Comparative analysis of the 7th and 8th TNM staging with long-term outcomes in non-small cell lung cancer

Abstract

Objectives: This study aims to clinically validate 8^th tumor, node, metastasis (TNM) staging for lung cancer on previously operated cases to evaluate its potential to achieve homogeneous patient groups and predict survival.

Patients and methods: Between January 2009 and December 2016, 425 patients (356 males, 69 females; mean age: 61.5±9.4 years; range, 14 to 83 years) with non-small cell lung cancer were included in the study. Statistical evaluation was made by staging the postoperative pathological TNM according to the 7^th and 8^th TNM staging and comparing these two groups. All cases were evaluated according to the pathological TNM data obtained after the operation. The cases were staged twice according to the pathology results reports, by the 7^th and 8^th TNM. The distribution of patients in these two groups according to T parameter, N parameter, and stage is given. When staging changed, distribution changes between patient groups were evaluated. The survival distribution between the 7^th and 8^th stage groups was evaluated with the 5-year survival data obtained during follow-up.

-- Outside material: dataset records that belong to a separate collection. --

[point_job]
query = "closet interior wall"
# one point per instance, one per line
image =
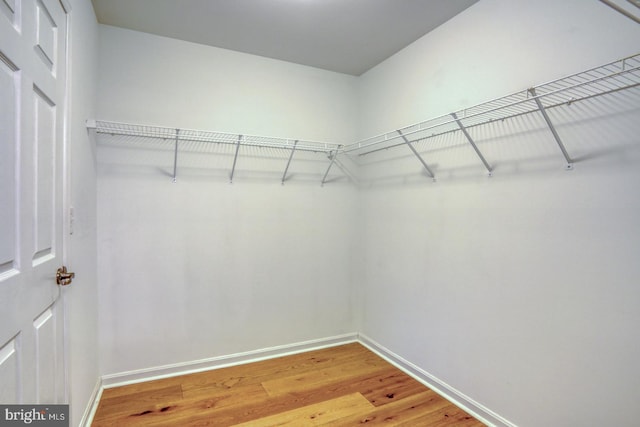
(203, 268)
(517, 290)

Results: No change was observed in any parameters or stages of 148 of 425 cases (34.8%) with the 8^th staging classification. When classifying according to the 8^th TNM in the T parameter, it was observed that there was a transition to advanced T between the groups. When the N parameter is examined; 63.5% (n=270) N0 cases, 27.5% (n=117) N1 cases, and 8.9% (n=38) N2 cases were detected. When the T parameter remained the same, the cases whose stage increased due to the nodal parameter were 9.4% (n=40), and the cases whose stage increased due to both the increase in the T parameter and the nodal parameter were found to be 6.8% (n=29). The cases whose stage increased because the T parameter had changed were 29.6% (n=126), and the cases whose stage did not change even though the T parameter increased in the 8^th stage were 5.9% (n=25). When the general stage of the patients who underwent surgery is evaluated according to the 8^th TNM, it is seen that a new case distribution emerges in the Stage IIIB group. It was determined that 14 (3.3%) cases passed from Stage IIIA to IIIB with 8^th TNM, with a 5-year survival rate of 28.6%. Stage IIB group is the largest group with 125 (29.4%) cases, and when the subgroup differences between the two stagings are eliminated and the overall survival rates are compared, according to the 8^th TNM, 17.9% (p=0.006) five-year survival increase were observed for Stage IIB cases.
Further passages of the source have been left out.